Entertainment

Tepid ‘Water’ pours on the schmaltz

When the curtain drops on “Water by the Spoonful,” the first thing that comes to mind is: This fine but innocuous show won last year’s Pulitzer Prize? Over “Other Desert Cities” and “Sons of the Prophet”?!?

The drama by Quiara Alegría Hudes — a Tony nominee for her “In the Heights” book — sports occasionally engaging writing, and Davis McCallum’s production boasts a fine, tight ensemble. Yet the show’s temperature never rises above lukewarm.

“Water by the Spoonful” is the second in a trilogy that started with 2006’s “Elliot, a Soldier’s Fugue” and will conclude later this year with “The Happiest Song Plays Last.” But the show — about family and connection — easily stands on its own.

Troubled Puerto Rican vet Elliot (Armando Riesco) resurfaces from the first installment, gimpy after his Iraq injury. Hudes splits the action evenly between real life — Elliot deals with the death of the aunt who raised him and some mysterious, iffy Iraq business — and the virtual world of a chat room for recovering crackheads.

Spread among various locales, the addicts forge unlikely bonds. Site administrator Haikumom (Liza Colón-Zayas) warmly monitors her flock from Philly, and gets close to Fountainhead (Bill Heck), a former high-flying tech professional. Logging in from Japan, where she’s looking for her roots, 20-something Orangutan (Sue Jean Kim) has gotten close to middle-aged Chutes & Ladders (Frankie Faison).

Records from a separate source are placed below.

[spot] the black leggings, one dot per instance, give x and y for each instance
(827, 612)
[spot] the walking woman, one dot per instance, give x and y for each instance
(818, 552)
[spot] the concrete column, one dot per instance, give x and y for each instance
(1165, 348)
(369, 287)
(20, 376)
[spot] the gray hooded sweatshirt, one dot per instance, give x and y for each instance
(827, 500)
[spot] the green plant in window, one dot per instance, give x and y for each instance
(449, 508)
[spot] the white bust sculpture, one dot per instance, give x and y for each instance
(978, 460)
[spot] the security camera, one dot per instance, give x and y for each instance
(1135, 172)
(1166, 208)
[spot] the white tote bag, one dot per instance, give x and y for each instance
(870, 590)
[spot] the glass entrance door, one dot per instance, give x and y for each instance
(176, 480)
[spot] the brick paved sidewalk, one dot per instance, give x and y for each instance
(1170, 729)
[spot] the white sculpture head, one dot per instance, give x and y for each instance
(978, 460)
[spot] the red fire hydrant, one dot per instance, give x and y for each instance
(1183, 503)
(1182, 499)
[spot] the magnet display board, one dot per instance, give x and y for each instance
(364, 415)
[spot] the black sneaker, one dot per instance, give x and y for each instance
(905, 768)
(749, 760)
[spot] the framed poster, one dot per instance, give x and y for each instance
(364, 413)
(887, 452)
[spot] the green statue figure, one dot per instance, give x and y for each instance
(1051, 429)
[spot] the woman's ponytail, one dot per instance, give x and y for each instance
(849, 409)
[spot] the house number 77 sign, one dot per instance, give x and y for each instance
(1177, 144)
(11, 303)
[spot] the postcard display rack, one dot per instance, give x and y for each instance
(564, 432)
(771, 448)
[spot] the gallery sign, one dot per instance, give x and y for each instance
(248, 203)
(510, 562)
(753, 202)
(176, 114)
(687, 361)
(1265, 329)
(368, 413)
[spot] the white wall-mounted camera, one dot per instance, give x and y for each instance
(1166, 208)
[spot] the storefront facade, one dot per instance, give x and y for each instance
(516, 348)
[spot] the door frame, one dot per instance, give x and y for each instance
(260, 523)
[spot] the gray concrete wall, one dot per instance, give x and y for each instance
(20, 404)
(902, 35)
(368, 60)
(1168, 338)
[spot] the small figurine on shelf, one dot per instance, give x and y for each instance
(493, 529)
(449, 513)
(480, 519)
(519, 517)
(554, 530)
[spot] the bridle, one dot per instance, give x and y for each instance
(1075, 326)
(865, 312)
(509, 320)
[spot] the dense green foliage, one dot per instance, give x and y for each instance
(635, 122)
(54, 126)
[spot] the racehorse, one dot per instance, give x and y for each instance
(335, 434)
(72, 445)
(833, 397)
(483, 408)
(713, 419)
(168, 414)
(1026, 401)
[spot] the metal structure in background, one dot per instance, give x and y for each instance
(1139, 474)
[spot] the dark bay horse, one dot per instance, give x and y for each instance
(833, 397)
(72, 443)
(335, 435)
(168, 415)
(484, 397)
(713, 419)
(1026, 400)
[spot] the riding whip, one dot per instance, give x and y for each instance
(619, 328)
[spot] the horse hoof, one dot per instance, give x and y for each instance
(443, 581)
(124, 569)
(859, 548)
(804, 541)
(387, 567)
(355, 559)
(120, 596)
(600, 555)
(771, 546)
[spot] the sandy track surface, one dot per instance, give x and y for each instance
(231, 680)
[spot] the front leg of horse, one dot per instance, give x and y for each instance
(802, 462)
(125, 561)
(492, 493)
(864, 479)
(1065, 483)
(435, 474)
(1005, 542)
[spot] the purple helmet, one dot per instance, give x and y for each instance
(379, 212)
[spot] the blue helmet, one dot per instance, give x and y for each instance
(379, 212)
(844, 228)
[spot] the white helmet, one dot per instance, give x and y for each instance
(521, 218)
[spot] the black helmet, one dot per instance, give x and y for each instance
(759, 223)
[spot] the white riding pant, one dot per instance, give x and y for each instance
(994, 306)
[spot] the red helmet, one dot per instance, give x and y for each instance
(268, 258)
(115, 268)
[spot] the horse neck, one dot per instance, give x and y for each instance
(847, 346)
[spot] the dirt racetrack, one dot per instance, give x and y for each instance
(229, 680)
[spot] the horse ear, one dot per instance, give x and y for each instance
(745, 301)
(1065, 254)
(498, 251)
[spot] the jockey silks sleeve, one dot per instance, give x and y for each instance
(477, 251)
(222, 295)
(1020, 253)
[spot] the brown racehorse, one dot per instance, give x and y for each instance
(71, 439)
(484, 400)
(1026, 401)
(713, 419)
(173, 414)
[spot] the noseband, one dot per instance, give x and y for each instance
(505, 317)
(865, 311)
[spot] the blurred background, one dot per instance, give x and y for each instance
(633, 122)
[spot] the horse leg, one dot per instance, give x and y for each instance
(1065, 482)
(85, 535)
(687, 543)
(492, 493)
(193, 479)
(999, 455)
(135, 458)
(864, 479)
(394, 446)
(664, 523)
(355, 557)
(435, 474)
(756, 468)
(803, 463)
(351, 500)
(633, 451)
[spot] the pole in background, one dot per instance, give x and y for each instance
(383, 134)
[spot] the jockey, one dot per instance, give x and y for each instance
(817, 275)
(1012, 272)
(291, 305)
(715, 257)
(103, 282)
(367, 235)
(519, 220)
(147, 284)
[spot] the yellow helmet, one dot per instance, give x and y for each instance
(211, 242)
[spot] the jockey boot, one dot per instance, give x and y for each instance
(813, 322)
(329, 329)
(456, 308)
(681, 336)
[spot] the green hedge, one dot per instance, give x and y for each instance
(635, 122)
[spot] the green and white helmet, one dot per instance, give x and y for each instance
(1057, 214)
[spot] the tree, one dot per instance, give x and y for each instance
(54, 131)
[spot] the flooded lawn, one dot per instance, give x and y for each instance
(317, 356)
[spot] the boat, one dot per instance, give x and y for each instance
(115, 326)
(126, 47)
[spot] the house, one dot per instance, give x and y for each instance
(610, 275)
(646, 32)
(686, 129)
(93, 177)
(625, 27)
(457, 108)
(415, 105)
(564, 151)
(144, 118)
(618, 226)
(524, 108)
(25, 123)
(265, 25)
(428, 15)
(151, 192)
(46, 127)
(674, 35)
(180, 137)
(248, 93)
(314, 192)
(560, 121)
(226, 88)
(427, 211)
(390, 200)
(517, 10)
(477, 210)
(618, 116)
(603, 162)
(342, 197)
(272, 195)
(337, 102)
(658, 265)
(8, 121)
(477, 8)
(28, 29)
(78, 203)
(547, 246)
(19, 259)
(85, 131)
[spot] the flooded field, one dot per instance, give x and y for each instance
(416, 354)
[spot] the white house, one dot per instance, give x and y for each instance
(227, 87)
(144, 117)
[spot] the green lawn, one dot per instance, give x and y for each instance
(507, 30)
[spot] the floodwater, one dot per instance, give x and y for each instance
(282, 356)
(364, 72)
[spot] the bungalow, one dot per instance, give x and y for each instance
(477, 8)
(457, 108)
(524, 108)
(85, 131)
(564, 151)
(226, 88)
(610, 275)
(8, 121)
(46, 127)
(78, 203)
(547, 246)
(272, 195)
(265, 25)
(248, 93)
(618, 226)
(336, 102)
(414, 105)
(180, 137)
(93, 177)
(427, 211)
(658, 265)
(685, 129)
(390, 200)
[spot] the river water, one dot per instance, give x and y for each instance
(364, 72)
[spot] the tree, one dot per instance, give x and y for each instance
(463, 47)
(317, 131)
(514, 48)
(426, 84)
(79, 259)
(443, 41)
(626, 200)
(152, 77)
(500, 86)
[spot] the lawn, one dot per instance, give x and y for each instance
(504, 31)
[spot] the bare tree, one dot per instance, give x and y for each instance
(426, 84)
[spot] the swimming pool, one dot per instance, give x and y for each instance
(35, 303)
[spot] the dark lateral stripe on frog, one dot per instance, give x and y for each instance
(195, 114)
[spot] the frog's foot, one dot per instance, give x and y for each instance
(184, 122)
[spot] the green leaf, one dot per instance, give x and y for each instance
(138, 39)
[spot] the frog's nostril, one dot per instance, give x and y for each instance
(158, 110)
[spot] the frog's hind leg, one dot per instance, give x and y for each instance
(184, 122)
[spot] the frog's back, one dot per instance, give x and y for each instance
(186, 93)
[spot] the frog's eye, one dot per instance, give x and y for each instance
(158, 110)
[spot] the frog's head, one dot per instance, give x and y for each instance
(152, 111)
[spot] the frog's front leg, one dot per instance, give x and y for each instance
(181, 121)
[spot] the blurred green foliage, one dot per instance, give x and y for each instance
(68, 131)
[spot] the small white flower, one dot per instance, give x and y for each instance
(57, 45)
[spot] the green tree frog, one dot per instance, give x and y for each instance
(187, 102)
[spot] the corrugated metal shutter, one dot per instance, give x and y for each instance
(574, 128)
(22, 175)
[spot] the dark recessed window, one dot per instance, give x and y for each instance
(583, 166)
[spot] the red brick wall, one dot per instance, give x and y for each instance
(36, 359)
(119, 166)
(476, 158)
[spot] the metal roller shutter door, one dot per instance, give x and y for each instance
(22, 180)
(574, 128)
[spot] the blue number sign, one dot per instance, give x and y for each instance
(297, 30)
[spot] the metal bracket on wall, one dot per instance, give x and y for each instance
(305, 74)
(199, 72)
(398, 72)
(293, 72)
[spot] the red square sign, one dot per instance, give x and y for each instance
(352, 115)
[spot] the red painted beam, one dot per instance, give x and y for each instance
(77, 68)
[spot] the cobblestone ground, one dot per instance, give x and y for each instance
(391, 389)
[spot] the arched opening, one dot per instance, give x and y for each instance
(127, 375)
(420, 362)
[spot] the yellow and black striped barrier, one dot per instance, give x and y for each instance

In a nice touch, Aaron Rhyne’s evocative projections display the participants’ avatars on the back wall, but still, the chat-room device is clunky — especially if you consider the absurd length of these people’s posts.

Besides, the lack of direct interaction feels flat. When Elliot talks with his cousin Yaz (Zabryna Guevara), a music professor with a passion for John Coltrane and jazz dissonance, their exchanges have a welcome physical weight.

The first half of the show deftly flits back and forth among seemingly unconnected scenes. Hudes is best when letting loose with the recovering druggies, as when Chutes & Ladders taunts Fountainhead: “You sound like the kind of guy who’s read ‘The 7 Habits of Highly Effective People’ cover to cover. Was one of those habits crack?”

A link emerges, but it leads straight into sentimentality and heavy-handed symbolism. You can try to spruce things up with Internet stuff and still end with melodrama.